One of my favorite parts of the conference was connecting with service providers who wandered over from the "professional track". I met with people who wanted bulk orders of cards for their patients, or larger versions of designs for their office walls. They were actively looking for ways to make their professional space inviting and reflective of their values. They want to support their patients and fight transphobia in ways both large and small, and we felt kinship.
What am I doing about it? I am working on larger iterations of some of my current designs, and am going to start offering original art in addition to prints (stay tuned!).
Also, starting right now, I'm offering wholesale/bulk prices to service providers. Are you working to better serve queer people in your profession? are you interested in cards, stickers, pins, or wall art for your patients? Email me, tell me a bit about what you do and what you're looking for, and I'll give you all the deets.
3. I'm allowed to round up to being cis, and still serve the trans community.

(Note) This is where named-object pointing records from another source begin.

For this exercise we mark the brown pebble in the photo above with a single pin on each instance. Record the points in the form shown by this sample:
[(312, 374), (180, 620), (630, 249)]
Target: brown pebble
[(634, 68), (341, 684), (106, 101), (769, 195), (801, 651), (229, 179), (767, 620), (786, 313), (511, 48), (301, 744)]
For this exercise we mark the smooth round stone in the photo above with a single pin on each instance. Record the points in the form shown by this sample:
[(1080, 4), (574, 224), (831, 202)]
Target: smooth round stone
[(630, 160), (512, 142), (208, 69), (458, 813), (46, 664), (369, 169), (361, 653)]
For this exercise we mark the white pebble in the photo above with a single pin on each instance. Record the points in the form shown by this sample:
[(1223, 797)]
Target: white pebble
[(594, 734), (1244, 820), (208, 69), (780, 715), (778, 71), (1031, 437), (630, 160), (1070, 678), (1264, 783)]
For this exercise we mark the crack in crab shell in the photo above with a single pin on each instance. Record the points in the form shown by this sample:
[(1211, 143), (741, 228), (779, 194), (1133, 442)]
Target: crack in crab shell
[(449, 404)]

So here's the deal. I'm a woman. Pretty sure. I was assigned female at birth. I'm cisgendered. But there are still...things...about being a woman and female bodied that make me feel all cringey on the inside. They're personal and murky, but I am coming to peace with the grey area. I think of myself as rounding up to being cis. That's allowed to be weird and fluid and also be a position that awards me privilege.
But that doesn't mean I can't show up and serve the trans community. If anything, it makes it even more imperative.
To my cis friends: Show up. Listen. Don't be weird, be a friend.
To my trans friends: If I mess up lemme know. I'm just gonna keep making stuff for you for as long as possible, because you are my friends and my family.
We all deserve to pause and celebrate the important milestones in our lives. The things we want to celebrate may not be a section in a hallmark aisle, but we can sure as hell lift each other up and share our joy.